Now, if we were just talking about “Hotline Bling,” this column wouldn’t need to get all that heavy. But, as I mentioned earlier, we aren’t just talking about “Hotline Bling.” We’re talking about hip hop, and about why Kendrick Lamar is playing to empty arenas while Drake is trying on his next set of really big rings. We’re talking, in other words, about the soul of hip hop. So we’re gonna get heavy. 

2015 has been, without question, one of the biggest years in the history of hip hop. Just about every major hip-hop center in the United States is producing artists like Kendrick Lamar, Chance the Rapper, Danny Brown, Babeo Baggins, Flying Lotus, J. Cole, Milo, Young Thug, Future and Drake who are radically reshaping the music of their cities, inventing new artistic vocabularies for their unique identities and social milieus, and producing albums that, I’m convinced, will be considered classics 10 or 15 years down the line. 
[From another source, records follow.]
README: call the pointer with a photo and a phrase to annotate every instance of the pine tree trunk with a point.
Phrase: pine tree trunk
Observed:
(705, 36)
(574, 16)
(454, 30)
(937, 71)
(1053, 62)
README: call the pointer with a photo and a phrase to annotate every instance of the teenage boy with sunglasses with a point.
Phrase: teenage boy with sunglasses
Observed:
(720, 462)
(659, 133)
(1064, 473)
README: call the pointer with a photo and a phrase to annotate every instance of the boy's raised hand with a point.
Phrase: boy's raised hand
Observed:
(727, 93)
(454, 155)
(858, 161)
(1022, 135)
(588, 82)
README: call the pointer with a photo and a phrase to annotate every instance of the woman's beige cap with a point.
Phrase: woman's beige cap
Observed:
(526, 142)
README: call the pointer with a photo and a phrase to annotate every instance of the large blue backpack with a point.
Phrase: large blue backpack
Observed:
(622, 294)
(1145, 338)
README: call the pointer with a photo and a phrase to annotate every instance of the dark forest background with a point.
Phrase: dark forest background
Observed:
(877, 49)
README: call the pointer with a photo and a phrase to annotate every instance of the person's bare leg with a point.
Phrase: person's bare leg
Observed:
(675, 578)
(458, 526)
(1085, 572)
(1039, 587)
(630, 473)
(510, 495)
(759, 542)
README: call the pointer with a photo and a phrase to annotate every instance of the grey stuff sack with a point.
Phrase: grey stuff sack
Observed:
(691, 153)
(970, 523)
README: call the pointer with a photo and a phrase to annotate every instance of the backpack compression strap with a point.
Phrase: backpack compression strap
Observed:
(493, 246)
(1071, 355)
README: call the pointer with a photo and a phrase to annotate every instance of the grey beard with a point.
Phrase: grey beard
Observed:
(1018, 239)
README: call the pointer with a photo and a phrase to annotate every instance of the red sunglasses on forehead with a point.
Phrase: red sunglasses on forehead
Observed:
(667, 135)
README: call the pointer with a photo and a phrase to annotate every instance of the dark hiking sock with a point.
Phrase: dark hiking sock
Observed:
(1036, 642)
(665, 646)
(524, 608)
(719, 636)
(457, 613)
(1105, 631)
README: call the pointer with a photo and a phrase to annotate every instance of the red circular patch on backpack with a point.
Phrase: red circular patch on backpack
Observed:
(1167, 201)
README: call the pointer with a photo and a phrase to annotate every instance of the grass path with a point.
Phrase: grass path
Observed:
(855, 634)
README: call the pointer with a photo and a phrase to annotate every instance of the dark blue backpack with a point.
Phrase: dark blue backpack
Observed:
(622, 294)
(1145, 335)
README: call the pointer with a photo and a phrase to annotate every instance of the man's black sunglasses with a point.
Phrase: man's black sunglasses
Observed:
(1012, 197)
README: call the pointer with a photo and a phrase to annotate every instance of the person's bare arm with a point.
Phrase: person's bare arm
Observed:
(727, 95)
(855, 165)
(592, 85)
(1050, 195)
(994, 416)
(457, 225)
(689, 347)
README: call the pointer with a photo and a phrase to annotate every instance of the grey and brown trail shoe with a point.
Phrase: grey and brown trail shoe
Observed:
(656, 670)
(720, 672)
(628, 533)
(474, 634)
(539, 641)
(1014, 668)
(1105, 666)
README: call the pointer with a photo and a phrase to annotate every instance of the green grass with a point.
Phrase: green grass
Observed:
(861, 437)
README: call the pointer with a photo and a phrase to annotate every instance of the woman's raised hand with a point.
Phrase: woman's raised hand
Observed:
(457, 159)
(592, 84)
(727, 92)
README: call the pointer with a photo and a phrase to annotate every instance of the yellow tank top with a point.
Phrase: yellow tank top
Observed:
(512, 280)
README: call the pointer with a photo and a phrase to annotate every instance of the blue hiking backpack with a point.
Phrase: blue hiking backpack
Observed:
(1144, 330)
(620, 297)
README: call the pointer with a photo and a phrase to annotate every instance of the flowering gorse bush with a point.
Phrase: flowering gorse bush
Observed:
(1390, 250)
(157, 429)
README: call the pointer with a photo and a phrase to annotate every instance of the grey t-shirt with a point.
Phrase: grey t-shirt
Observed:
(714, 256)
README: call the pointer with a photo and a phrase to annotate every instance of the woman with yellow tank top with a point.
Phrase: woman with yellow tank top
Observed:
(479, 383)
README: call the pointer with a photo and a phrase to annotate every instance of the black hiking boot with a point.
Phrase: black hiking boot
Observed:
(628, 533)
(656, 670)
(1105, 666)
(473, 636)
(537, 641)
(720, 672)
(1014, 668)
This is also one of those rare moments where social discontent and creative genius have peaked at roughly the same time, reaching the point where a particularly masterful piece of art could, perhaps, inspire the sort of activistic fervor that needs to exist for political change to become a legitimate possibility. 

Police violence and Black marginalization — the precise issues hip hop is designed to address — have come to the forefront of our political consciousness at the exact moment when the United States’ first Black president is reaching the end of his time in office and a candidate like Bernie Sanders, who understands the link between institutionalized racism and institutionalized economic disparity, actually stands a chance at getting into the White House and doing something to address those problems.

The conditions are perfect and, you know, we already have To Pimp a Butterfly, gotdamnit. There already exists, in the real world, an album that addresses all of these issues, complete with campaign slogans and an incredibly coherent social platform to go along with them. Literally all you need to do is go outside, throw that Kendrick on your speakers and start marching.

But, instead, here I am writing 2,000+ words explaining why you couldn’t give less of a shit about how “Hotline Bling” is just a well-polished sexist turd, and here you are reading them, presumably getting distracted by the Drake Google Alert flashing onto your iPhone screen every 30 seconds. Yes, he’s inventing Canadian hip hop right now, but, like, for real? You really listened to “Hotline Bling” on Spotify 120 million times? What the fuck is wrong with you?

And, just to bring everything full circle, if you were wondering why Drake is on top of the game right now, it’s for the same reason that you can’t stop listening to “Hotline Bling,” no matter how offensive you find it’s political content. Just look back down at the logo on your phone. You remember how the video dropped on Apple Music? Do you perhaps find it strange that Apple — the company that makes the fucking iPhone, you know, the one that has become so essential to your self-concept that being away from it for more than five minutes gives you separation anxiety — decided to sign an exclusive licensing deal with the guy whose entire discography is a low-key shrine to his cell phone?

Do you remember the part in “Dune” where Baron Harkonnen says “He who controls the spice, controls the universe”? Well, we live in America, and instead of spice we have iPhones.

“Hotline Bling” is an iPhone commercial.